P.O. KIRK HELGESEN, individually, and
the VILLAGE OF GURNEE,
Defendants.
MEMORANDUM OPINION AND ORDER
A jury trial was held in this case from July 28 through July 30, 2014. The
jury returned a verdict in favor of defendant Kirk Helgesen and against plaintiffs
Chaz Altman and Gina Gaffke.1 Plaintiffs now move for a new trial under Federal
Rule of Civil Procedure 59. Dkt. 196. For the following reasons, plaintiffs’ motion is
denied.
I.
Legal Standard
Under Rule 59, the court may grant a new trial after a jury trial “for any
reason for which a new trial has heretofore been granted in an action at law in
federal court.” Fed. R. Civ. P. 59(a)(1)(A).

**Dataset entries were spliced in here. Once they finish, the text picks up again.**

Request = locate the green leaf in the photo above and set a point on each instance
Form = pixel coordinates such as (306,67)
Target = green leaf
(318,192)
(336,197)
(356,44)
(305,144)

A new trial should be granted “only when
the record shows that the jury’s verdict resulted in a miscarriage of justice or where
the verdict, on the record, cries out to be overturned or shocks [the court’s]
conscience.” Davis v. Wisconsin Department of Corrections, 445 F.3d 971, 979 (7th
The only claim against the Village of Gurnee was for the indemnification of defendant
Helgesen, so the jury was not asked to pass upon its liability.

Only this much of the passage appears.